Research topics

Soil bacteria interact with metals and radionuclides (RN) and can modify their chemical speciation, thus modulating their mobility and bioavailability. Radionuclides are chemo- and radio-toxic elements that can in turn induce cellular stress and against which certain species exhibit a high tolerance capacity. At the environmental level, the role of bacteria in the transfer of RN, particularly in the soil and to plants, is still very poorly understood. At the cellular level, the molecular mechanisms involved in detection, transport, response and tolerance to RN are not yet characterized.
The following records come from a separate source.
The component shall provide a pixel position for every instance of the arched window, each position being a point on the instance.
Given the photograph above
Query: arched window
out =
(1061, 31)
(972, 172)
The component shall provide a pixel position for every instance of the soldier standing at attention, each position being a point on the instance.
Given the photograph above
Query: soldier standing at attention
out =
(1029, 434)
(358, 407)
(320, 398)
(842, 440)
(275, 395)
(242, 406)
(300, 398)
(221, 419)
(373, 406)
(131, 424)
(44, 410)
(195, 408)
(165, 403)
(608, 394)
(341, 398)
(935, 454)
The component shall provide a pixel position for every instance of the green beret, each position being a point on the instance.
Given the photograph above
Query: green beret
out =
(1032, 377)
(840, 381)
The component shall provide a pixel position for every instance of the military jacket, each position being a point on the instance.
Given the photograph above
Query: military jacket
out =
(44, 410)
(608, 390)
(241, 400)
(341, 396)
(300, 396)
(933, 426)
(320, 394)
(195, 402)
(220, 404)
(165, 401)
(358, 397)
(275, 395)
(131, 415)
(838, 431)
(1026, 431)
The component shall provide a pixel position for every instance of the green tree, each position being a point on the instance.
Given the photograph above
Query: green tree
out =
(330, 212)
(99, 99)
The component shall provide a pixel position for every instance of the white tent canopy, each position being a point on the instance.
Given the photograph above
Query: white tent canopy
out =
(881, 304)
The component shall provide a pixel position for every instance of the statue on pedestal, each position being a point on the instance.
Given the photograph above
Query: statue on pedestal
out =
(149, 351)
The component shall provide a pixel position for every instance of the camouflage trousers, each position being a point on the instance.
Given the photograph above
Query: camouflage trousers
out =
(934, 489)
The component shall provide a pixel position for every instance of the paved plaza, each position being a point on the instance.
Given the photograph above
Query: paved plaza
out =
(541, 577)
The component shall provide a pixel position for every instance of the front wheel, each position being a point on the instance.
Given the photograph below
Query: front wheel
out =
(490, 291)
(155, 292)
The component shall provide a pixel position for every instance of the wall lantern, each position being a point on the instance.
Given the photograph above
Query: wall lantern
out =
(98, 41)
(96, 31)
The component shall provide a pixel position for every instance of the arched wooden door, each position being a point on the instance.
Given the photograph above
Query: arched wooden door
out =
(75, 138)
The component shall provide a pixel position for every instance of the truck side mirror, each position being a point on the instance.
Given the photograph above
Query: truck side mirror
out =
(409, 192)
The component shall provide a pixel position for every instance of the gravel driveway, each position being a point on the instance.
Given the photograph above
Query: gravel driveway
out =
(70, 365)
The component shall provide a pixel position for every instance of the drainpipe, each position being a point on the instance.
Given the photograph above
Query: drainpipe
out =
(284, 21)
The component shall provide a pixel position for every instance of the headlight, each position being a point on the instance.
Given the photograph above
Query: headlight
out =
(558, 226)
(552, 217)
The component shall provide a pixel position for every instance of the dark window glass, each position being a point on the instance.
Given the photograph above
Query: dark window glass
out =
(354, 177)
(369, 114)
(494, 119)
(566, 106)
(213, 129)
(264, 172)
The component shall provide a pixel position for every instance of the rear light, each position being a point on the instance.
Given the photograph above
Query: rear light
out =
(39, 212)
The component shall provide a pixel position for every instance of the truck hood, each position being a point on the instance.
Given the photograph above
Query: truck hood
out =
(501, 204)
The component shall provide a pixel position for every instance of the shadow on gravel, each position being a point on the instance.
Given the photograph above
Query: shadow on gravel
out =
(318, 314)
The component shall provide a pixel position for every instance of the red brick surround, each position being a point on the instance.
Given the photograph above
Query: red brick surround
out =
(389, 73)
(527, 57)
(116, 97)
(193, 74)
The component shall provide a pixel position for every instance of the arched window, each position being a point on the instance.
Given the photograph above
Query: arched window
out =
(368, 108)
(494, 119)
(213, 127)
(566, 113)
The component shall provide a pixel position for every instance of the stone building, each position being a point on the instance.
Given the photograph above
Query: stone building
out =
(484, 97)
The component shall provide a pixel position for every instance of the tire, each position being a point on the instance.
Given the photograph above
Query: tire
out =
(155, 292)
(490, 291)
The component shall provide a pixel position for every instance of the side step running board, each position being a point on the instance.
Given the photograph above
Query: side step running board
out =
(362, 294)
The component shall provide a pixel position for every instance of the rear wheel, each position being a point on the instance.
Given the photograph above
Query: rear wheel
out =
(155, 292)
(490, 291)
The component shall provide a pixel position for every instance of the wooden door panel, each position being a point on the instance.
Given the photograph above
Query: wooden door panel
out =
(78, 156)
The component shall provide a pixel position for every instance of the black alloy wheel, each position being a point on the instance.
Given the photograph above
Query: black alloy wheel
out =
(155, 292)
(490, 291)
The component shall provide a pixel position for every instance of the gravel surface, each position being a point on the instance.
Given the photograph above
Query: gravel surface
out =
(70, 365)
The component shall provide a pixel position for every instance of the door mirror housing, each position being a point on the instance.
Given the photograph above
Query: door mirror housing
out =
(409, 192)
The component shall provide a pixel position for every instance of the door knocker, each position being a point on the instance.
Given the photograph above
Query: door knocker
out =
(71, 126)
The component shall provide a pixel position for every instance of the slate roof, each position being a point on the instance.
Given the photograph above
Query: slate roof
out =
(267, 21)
In this context, we are studying :

• The cellular response and mechanisms of tolerance to uranium in strains isolated from radionuclide-rich soils using a multidisciplinary approach combining molecular biology, biochemistry, genomics, proteomics and biophysics (Gallois et al. J Proteomics 2018)
• The mechanisms of sequestration of alkaline earths (in particular calcium and strontium) by a photosynthetic bacterium and its potential for bioremediation (Mehta et al. 2019, HARLEY project)
• The role of bacteria in the transfer of uranium to plants (RADONORM and INSPECT projects)

For the experimental part, we are equipped with a laboratory dedicated to the handling of bacteria in the presence of radioactive elements (SALTO).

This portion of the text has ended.